TwoFace

I’ve been playing MMO’s with the fine folks of Multiplaying.net for some time (some longer than others) and over that time I’ve groomed my in game persona to a fine edge.  This persona caries with me to the Forums and the Multiplaying blog.  But does it define who I am?  Is it really my subconscious trying to creep out of the box I keep it in?  Does it really matter to establish an online persona?  MMO’s give us all a chance to escape and enjoy doing things that we really never would do, seriously when was the last time you jumped in the car ran down to the local cave, jumped in and just started slaughtering goblins?  Well some of us take that freedom and extend it past just the mundane tasks of key mashing and extend it into our real game persona.  Admittedly I started my MMO life on a Roll Play server so picking a persona and just being different worked out as part of the game for me.  However now some six years later was it really a good idea?

For the benefit those that don’t game with the guild formally known as Circle of Trust or haven’t listened to the CoT/Multiplaying POD casts, or read any of my public posts on the Multiplaying forums; my well honed persona is a bit of a juvenile sleaze bag, obsessed with all things titillating to a pubescent boy.  For those of you that have this acne scared kid in his mothers basement BS’ing with a bunch of individuals that make up Multiplaying; your only partially correct — my game rig is in my basement but only because my kids and wife took over my office space on the 2nd floor (so yes — I’m married and have two wonderful children and am thirty something now) however don’t go calling child services yet…

Point of this is that over the years it’s become easier and easier to put on my guise as Kaar and slip into conversation with guildies and slip in random phrases that just are evocative or even sometimes WAY over the line.  Hey and they encourage it!  (Look who’s won sleaze of the year award past two times it was given out!)  And yes to some degree these things do run through my mind (I never said I wasn’t a little warped) however the vast majority of my exuberance is more of an act than anything I can come up with on a normal day. Why?  Well maybe I just want to feel loved, maybe I just want to feel like I have a place within this special group of people and sleaze was all that was available, maybe it’s because there is a little pixilated avatar on my screen that I can pretend can get away with a whole lot of shit that I couldn’t in real life because he’s just pixels and could maybe really get away with some of this stuff in the land of integrated circuits and 1’s and 0’s, maybe even its because it’s a game about something that reminds us of younger days when life wasn’t so difficult and we could afford to have a vivid imagination about harpies and banshees and zombies.  Hey wait… I think we have a winner!  Yes, Virginia games are all about escapism.  Yes when some of us were younger we sank into dark basements with a number of friends and then proceeded to use our imagination and play the precursors of MMO called… Table Top Role Playing Games  (Read: Dungeons and Dragons in my case).  Typically in all these instances someone invariably ran away from the group, attracted attention from some nasty critter, then proceeded to run away and laugh their ass off as their group got decimated (ok — that was me something greater than 50% of the time).  Anyway I think that MMO’s for those of us in the right age bracket bring back some of the child hood fun that we’ve long since suppressed.  They allow us to think back to days of wonder, and bask in the simplicity that was childhood and the freedom that was provided to us before we were summarily kicked out of the parents house on our butts and had to make a living for ourselves.

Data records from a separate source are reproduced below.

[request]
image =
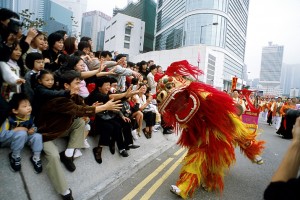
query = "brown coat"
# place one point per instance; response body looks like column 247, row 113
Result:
column 56, row 116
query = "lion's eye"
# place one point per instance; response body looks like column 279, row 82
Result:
column 161, row 96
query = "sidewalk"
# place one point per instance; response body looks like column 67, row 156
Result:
column 90, row 180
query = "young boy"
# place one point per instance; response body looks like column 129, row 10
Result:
column 17, row 130
column 34, row 61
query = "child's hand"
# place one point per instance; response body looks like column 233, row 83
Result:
column 31, row 131
column 20, row 81
column 20, row 129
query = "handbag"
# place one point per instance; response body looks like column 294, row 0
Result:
column 106, row 115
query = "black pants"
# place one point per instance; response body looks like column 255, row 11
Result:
column 126, row 130
column 4, row 109
column 149, row 118
column 110, row 131
column 269, row 120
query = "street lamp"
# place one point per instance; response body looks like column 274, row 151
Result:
column 212, row 24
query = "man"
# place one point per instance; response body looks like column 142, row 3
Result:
column 239, row 102
column 61, row 117
column 277, row 117
column 272, row 111
column 284, row 183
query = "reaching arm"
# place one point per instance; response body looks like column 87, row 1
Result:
column 290, row 164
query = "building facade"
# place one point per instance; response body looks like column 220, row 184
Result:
column 93, row 26
column 78, row 7
column 57, row 17
column 221, row 24
column 144, row 10
column 290, row 78
column 124, row 34
column 52, row 12
column 271, row 67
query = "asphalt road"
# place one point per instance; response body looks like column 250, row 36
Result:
column 244, row 181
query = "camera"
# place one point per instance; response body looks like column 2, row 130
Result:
column 14, row 25
column 291, row 116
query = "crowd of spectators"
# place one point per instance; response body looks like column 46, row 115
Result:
column 53, row 86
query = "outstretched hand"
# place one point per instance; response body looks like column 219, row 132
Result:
column 113, row 105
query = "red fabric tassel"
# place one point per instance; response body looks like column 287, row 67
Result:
column 183, row 68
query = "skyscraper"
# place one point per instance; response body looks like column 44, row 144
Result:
column 78, row 7
column 93, row 26
column 271, row 66
column 144, row 10
column 57, row 17
column 221, row 24
column 52, row 12
column 125, row 34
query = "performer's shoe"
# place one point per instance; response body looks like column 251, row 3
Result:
column 205, row 187
column 258, row 160
column 175, row 190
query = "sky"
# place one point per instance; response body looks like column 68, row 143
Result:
column 275, row 21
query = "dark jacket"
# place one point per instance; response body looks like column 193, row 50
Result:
column 42, row 95
column 57, row 115
column 52, row 56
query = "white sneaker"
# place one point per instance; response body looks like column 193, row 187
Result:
column 156, row 128
column 174, row 189
column 77, row 153
column 134, row 134
column 86, row 144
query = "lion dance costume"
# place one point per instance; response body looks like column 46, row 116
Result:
column 209, row 127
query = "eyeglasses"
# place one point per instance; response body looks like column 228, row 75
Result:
column 39, row 61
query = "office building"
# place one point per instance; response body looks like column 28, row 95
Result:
column 93, row 26
column 220, row 24
column 271, row 66
column 144, row 10
column 290, row 78
column 7, row 4
column 78, row 7
column 57, row 17
column 125, row 34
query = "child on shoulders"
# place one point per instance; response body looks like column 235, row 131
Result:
column 35, row 63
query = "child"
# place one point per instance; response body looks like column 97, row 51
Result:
column 17, row 130
column 43, row 91
column 10, row 73
column 34, row 62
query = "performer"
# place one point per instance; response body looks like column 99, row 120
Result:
column 290, row 104
column 209, row 126
column 277, row 117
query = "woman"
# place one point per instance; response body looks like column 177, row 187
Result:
column 147, row 109
column 56, row 45
column 106, row 125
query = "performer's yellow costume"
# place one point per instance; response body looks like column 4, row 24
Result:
column 209, row 127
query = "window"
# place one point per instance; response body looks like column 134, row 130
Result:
column 127, row 38
column 126, row 45
column 128, row 30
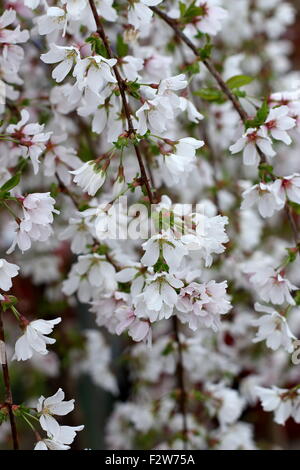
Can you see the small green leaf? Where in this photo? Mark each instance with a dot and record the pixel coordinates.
(260, 117)
(238, 80)
(97, 45)
(211, 94)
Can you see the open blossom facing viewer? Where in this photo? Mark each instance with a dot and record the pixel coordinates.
(252, 141)
(55, 405)
(38, 209)
(31, 138)
(202, 304)
(35, 339)
(274, 329)
(7, 272)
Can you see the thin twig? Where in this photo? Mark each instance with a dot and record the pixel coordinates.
(122, 89)
(8, 392)
(182, 400)
(226, 90)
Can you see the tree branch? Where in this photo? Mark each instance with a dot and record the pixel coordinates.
(226, 90)
(7, 386)
(122, 88)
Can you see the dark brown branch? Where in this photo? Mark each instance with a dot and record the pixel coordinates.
(226, 90)
(182, 398)
(8, 392)
(122, 89)
(207, 62)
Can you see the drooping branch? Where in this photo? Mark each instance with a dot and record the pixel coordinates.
(127, 112)
(152, 199)
(207, 62)
(7, 386)
(226, 90)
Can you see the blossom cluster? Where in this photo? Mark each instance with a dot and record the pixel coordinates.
(120, 116)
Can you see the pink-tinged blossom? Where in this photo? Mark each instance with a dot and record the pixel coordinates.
(271, 285)
(210, 20)
(7, 272)
(202, 304)
(158, 299)
(165, 245)
(67, 58)
(278, 122)
(51, 406)
(89, 177)
(32, 139)
(138, 329)
(61, 440)
(277, 400)
(265, 196)
(38, 209)
(250, 142)
(35, 339)
(273, 328)
(288, 187)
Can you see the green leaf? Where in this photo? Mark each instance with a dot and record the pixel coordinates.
(97, 45)
(205, 52)
(11, 183)
(260, 117)
(189, 13)
(211, 94)
(297, 297)
(238, 80)
(122, 47)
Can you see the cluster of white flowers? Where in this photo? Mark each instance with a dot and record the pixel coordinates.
(118, 186)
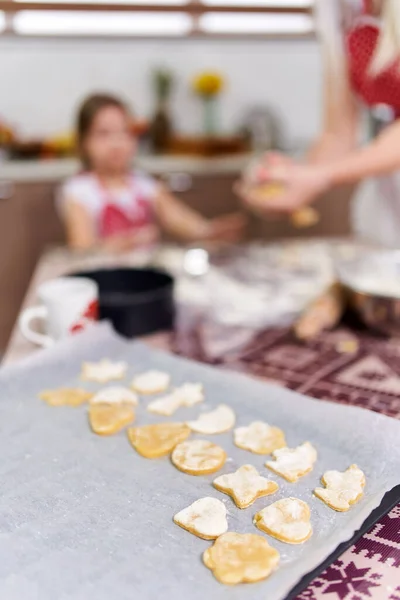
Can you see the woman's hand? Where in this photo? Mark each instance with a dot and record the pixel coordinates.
(227, 228)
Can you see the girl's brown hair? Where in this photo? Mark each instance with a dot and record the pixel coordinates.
(87, 113)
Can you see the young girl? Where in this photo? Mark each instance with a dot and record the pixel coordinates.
(110, 205)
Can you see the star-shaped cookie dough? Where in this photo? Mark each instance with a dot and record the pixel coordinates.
(245, 486)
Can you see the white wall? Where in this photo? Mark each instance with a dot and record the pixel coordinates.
(41, 81)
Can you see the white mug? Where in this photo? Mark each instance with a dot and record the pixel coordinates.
(68, 304)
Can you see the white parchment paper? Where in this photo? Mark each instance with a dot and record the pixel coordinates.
(85, 517)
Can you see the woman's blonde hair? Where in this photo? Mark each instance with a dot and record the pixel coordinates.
(332, 16)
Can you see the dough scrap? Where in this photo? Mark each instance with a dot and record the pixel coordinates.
(103, 371)
(220, 420)
(65, 397)
(151, 382)
(342, 489)
(188, 395)
(198, 457)
(259, 438)
(245, 486)
(205, 518)
(293, 463)
(287, 520)
(107, 419)
(241, 558)
(154, 441)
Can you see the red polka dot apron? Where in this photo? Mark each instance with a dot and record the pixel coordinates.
(115, 220)
(376, 212)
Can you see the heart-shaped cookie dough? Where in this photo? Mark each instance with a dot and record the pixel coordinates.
(293, 463)
(154, 441)
(342, 490)
(287, 520)
(245, 486)
(241, 558)
(259, 438)
(198, 457)
(205, 518)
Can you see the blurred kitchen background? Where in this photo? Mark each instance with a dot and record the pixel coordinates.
(53, 53)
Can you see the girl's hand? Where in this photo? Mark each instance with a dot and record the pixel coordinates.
(228, 228)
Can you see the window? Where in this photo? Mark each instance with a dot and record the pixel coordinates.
(156, 18)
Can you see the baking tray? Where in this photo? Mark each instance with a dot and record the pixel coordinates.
(86, 517)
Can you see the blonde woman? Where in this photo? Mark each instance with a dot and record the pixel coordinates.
(360, 41)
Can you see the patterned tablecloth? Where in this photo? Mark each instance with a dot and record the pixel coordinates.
(368, 377)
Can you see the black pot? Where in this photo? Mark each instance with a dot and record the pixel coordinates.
(136, 301)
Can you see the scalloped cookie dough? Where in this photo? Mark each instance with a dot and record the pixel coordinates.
(245, 486)
(287, 520)
(112, 409)
(259, 438)
(220, 420)
(241, 558)
(154, 441)
(65, 397)
(205, 518)
(293, 463)
(198, 457)
(151, 382)
(342, 489)
(103, 371)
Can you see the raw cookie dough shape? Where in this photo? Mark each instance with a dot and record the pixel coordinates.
(205, 518)
(241, 558)
(65, 397)
(151, 382)
(220, 420)
(198, 457)
(103, 371)
(259, 438)
(154, 441)
(342, 489)
(112, 409)
(293, 463)
(245, 486)
(287, 520)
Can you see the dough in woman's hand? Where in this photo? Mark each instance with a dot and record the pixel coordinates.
(342, 490)
(65, 397)
(112, 409)
(245, 486)
(103, 371)
(293, 463)
(259, 437)
(198, 457)
(154, 441)
(287, 520)
(151, 382)
(205, 518)
(220, 420)
(241, 558)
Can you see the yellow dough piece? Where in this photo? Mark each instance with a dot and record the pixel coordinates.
(151, 382)
(198, 457)
(154, 441)
(103, 371)
(259, 438)
(220, 420)
(205, 518)
(293, 463)
(287, 520)
(65, 397)
(304, 217)
(241, 558)
(342, 490)
(245, 486)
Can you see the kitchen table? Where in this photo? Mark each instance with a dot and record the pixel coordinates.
(368, 377)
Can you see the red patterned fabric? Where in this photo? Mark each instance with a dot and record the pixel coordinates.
(370, 377)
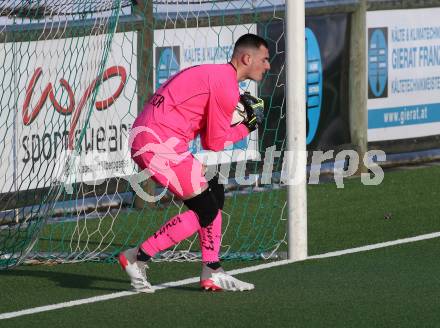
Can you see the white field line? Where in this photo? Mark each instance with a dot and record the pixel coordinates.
(106, 297)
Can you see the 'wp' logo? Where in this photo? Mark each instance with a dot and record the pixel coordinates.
(29, 117)
(377, 63)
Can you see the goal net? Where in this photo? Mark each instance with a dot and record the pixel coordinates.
(75, 75)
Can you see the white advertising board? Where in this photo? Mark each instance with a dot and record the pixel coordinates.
(176, 49)
(403, 74)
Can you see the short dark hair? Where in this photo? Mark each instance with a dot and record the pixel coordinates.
(250, 41)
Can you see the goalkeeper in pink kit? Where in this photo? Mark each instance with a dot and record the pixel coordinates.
(199, 100)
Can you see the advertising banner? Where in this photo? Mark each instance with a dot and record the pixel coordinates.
(176, 49)
(403, 74)
(60, 92)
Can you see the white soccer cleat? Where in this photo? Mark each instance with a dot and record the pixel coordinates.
(135, 270)
(217, 280)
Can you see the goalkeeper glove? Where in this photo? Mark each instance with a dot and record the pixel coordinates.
(254, 110)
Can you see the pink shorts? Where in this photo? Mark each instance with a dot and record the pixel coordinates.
(182, 174)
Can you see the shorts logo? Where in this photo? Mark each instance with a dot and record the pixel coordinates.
(377, 62)
(313, 84)
(167, 63)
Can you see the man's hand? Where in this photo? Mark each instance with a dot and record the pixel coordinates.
(254, 109)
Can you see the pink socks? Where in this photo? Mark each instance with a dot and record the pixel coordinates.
(210, 239)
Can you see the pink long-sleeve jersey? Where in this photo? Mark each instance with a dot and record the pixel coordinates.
(197, 100)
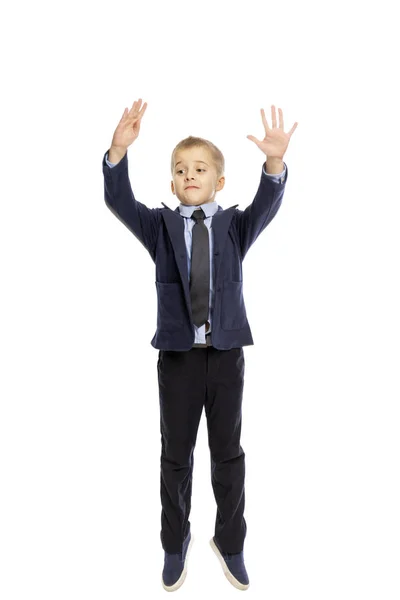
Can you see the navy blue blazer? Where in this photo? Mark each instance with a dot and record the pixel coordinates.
(161, 231)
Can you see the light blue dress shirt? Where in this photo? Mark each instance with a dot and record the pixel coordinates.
(209, 208)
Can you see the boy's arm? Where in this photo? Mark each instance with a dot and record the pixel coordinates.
(142, 221)
(254, 219)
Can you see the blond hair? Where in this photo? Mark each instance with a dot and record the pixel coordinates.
(190, 142)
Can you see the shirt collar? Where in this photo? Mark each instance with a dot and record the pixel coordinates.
(209, 208)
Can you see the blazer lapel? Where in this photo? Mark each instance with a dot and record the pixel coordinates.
(175, 226)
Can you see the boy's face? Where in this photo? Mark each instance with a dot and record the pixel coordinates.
(194, 167)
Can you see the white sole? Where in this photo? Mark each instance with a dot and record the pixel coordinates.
(177, 585)
(228, 574)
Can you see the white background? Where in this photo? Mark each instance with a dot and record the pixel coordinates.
(79, 427)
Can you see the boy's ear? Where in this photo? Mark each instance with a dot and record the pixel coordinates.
(221, 183)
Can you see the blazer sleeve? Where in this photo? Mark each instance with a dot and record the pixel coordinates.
(142, 221)
(254, 219)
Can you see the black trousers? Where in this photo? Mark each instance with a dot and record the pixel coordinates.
(188, 381)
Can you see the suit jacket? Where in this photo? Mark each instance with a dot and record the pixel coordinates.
(161, 231)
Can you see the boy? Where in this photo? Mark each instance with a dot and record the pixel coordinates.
(198, 250)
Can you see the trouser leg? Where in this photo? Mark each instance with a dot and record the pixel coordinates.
(181, 377)
(223, 407)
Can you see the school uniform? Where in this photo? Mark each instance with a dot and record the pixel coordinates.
(198, 366)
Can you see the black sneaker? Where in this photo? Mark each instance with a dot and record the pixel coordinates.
(233, 566)
(175, 566)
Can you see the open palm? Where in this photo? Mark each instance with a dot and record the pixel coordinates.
(276, 141)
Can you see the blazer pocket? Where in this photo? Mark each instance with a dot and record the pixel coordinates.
(233, 311)
(170, 308)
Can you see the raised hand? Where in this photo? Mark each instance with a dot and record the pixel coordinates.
(276, 141)
(129, 126)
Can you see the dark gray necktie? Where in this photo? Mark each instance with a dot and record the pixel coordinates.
(200, 269)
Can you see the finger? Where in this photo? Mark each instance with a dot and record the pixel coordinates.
(264, 120)
(281, 124)
(293, 128)
(143, 110)
(273, 113)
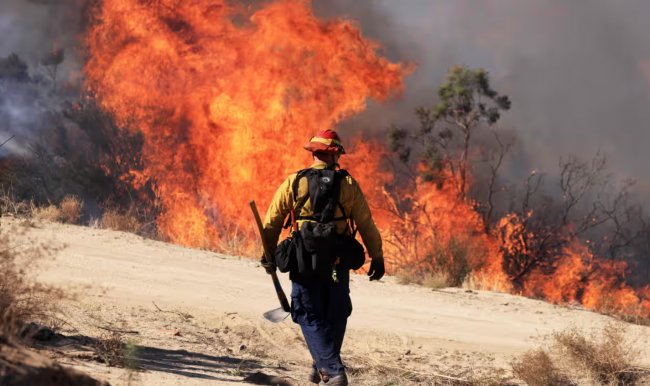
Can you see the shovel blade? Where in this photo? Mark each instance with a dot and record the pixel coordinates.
(276, 316)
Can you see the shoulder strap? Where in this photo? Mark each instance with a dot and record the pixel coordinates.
(295, 188)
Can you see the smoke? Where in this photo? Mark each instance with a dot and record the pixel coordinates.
(578, 72)
(31, 29)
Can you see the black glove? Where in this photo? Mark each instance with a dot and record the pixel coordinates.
(270, 267)
(377, 268)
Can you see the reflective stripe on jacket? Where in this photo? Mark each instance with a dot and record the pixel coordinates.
(352, 200)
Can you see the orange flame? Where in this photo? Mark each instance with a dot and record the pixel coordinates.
(225, 97)
(224, 105)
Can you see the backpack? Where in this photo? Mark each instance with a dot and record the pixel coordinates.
(316, 247)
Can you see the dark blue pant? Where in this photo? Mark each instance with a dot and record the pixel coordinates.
(322, 312)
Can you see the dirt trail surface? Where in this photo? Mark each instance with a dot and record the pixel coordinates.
(216, 301)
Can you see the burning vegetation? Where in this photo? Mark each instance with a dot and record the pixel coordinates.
(193, 108)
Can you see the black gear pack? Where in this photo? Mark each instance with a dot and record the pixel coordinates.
(315, 248)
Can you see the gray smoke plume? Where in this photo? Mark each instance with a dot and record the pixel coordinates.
(578, 72)
(32, 30)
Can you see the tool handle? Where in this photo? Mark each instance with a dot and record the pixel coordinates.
(293, 220)
(267, 255)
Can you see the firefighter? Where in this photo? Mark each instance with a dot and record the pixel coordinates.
(322, 307)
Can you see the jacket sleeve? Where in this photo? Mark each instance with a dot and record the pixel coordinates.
(366, 225)
(278, 211)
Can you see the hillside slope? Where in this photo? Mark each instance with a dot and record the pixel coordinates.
(126, 273)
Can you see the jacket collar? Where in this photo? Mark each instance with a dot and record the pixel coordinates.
(319, 165)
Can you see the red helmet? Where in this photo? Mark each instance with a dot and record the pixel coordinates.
(327, 141)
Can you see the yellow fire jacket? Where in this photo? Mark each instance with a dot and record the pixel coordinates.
(353, 202)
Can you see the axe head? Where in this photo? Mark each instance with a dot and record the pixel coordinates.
(276, 316)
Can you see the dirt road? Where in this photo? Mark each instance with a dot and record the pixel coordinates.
(126, 273)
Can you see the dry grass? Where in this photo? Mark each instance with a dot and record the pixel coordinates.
(115, 352)
(605, 356)
(536, 368)
(50, 213)
(125, 222)
(430, 280)
(22, 298)
(71, 209)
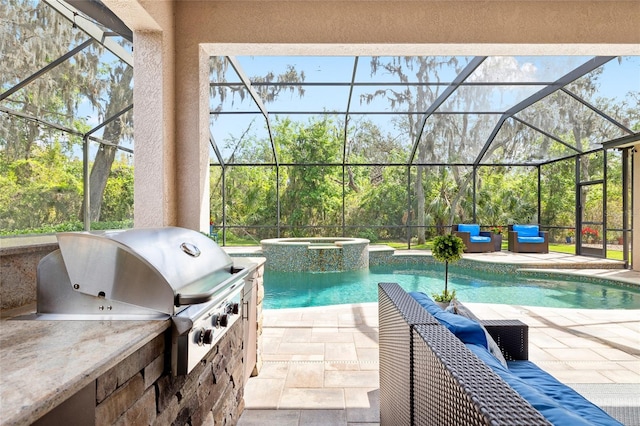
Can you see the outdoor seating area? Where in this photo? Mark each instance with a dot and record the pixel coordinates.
(437, 377)
(527, 239)
(475, 241)
(321, 365)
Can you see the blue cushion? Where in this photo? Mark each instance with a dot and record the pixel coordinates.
(535, 240)
(565, 396)
(526, 230)
(472, 228)
(465, 329)
(551, 409)
(426, 302)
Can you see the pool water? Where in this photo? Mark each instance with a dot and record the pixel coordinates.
(306, 289)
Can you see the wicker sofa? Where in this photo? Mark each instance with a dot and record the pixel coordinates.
(527, 239)
(429, 377)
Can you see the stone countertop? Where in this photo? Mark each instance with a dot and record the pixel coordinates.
(43, 363)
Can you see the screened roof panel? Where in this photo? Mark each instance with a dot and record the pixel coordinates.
(457, 138)
(308, 139)
(232, 98)
(413, 69)
(486, 98)
(393, 98)
(288, 69)
(517, 143)
(221, 71)
(314, 98)
(379, 138)
(525, 69)
(30, 47)
(249, 146)
(612, 89)
(570, 121)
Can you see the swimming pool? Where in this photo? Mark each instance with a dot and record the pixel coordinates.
(306, 289)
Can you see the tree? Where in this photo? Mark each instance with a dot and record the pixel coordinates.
(60, 96)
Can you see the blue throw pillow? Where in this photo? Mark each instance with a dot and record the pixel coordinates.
(472, 229)
(468, 331)
(526, 230)
(565, 396)
(551, 409)
(424, 301)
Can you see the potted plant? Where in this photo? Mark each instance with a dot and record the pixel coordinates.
(497, 238)
(570, 235)
(446, 248)
(589, 234)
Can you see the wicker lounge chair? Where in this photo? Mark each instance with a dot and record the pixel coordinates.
(528, 239)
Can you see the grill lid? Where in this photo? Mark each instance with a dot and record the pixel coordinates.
(157, 268)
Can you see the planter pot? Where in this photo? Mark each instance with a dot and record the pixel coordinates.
(443, 305)
(497, 242)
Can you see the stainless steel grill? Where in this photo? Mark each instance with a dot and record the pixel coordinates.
(146, 274)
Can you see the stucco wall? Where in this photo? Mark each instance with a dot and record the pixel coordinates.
(172, 116)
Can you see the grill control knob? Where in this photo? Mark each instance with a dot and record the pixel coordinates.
(206, 337)
(224, 320)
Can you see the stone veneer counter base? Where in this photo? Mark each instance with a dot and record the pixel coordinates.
(46, 362)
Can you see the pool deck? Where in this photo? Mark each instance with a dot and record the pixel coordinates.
(320, 365)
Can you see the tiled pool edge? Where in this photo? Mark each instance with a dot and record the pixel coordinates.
(385, 255)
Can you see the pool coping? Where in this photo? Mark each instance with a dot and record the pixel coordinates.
(591, 270)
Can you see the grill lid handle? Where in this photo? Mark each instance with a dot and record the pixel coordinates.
(218, 291)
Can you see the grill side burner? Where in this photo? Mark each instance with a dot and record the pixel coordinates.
(146, 273)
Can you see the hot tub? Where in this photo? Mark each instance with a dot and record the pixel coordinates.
(321, 254)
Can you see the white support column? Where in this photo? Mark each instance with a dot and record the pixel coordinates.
(635, 216)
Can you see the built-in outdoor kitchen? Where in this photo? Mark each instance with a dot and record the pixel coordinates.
(140, 326)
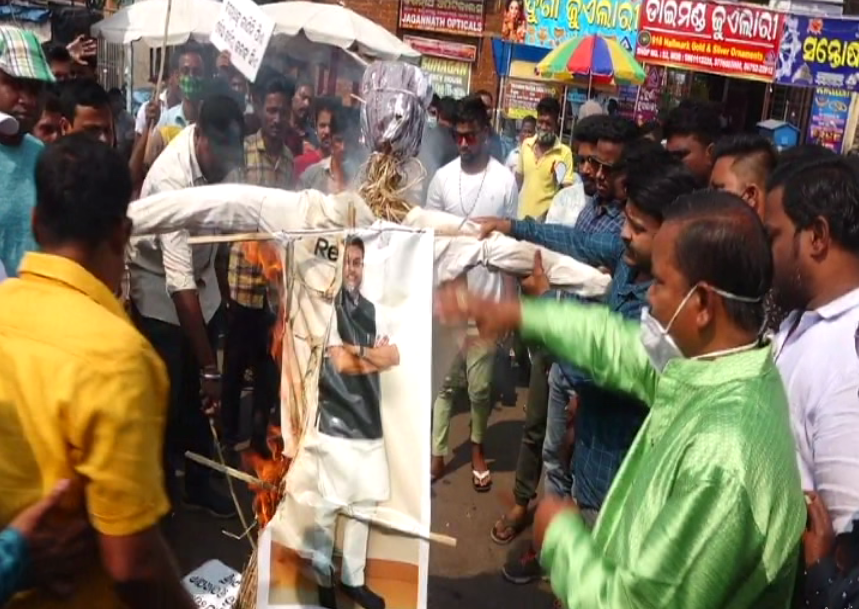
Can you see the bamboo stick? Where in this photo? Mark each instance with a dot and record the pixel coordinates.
(230, 471)
(444, 540)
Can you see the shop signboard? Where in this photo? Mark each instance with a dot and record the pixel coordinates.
(817, 52)
(522, 96)
(736, 40)
(449, 78)
(459, 17)
(828, 120)
(442, 48)
(548, 23)
(649, 95)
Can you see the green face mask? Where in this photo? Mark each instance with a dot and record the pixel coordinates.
(191, 87)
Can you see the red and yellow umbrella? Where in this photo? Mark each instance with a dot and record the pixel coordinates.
(603, 60)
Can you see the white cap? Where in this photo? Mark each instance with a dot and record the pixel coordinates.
(8, 124)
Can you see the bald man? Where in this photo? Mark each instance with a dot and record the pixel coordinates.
(742, 164)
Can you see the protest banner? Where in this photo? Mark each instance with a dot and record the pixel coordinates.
(213, 585)
(243, 30)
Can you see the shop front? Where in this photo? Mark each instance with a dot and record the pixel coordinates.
(725, 53)
(819, 63)
(448, 64)
(449, 34)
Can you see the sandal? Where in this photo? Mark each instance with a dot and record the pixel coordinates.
(506, 530)
(481, 481)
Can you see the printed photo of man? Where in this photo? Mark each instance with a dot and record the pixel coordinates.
(353, 465)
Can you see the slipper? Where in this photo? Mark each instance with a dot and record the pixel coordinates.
(510, 530)
(481, 481)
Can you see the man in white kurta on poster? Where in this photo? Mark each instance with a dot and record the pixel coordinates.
(353, 464)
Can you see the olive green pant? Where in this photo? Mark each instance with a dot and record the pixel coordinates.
(472, 371)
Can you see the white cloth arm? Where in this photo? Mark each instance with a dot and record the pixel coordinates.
(243, 208)
(456, 254)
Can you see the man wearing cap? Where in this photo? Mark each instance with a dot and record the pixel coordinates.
(23, 74)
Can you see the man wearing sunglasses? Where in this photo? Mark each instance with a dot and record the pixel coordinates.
(474, 185)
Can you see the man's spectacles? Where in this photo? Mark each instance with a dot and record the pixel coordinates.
(599, 165)
(468, 138)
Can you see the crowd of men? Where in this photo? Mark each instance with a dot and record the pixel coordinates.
(678, 421)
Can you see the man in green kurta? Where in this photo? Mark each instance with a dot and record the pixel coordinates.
(706, 510)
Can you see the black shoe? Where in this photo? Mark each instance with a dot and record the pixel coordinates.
(523, 565)
(364, 597)
(207, 500)
(327, 597)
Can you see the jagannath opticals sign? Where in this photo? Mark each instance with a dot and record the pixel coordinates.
(460, 17)
(729, 39)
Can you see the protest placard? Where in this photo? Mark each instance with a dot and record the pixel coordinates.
(213, 585)
(243, 30)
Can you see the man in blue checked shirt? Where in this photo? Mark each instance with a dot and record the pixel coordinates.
(606, 422)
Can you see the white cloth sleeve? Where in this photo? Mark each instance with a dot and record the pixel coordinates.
(832, 429)
(435, 194)
(178, 262)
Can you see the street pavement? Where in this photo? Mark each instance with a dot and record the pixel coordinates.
(468, 576)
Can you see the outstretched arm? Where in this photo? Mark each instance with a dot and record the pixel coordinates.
(594, 339)
(703, 542)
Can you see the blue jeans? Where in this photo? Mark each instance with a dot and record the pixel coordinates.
(558, 479)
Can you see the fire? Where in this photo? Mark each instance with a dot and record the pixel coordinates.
(270, 470)
(267, 256)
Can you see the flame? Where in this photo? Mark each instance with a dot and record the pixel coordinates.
(266, 255)
(271, 470)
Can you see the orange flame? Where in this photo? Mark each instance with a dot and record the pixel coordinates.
(270, 470)
(267, 256)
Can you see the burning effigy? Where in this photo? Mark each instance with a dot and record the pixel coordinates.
(345, 493)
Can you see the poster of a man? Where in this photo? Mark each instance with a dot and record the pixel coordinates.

So yes, my in game/forum persona is me, it’s just a much younger me.  It’s a me that I look back at and laugh at, because sometimes he’s funny but a lot of the time he’s just so far off base you can’t help but laugh.  It’s a me that I occasionally regret having to leave behind, the carefree life of a child and not having to try to think outside the box.  It’s a me that knew no better at the tender young teenage years, and has since had a filter slapped on to his mouth.  It’s a me that I’ve put into a bottle and only let out when it can bring the little joy of a vast imagination that he once gave me.  So it’s part of me that makes me the man I’ve become, and who am I to deny him the ability to come out and play in the next generation of games (MMO’s) that he was brought up in all those years ago?  No, I think he’ll still come out and play and those that know me, well they’ll forgive his occasional ranting of a warped mind.

Happy Gaming — And remember to let your inner child out to play who knows you might really enjoy it.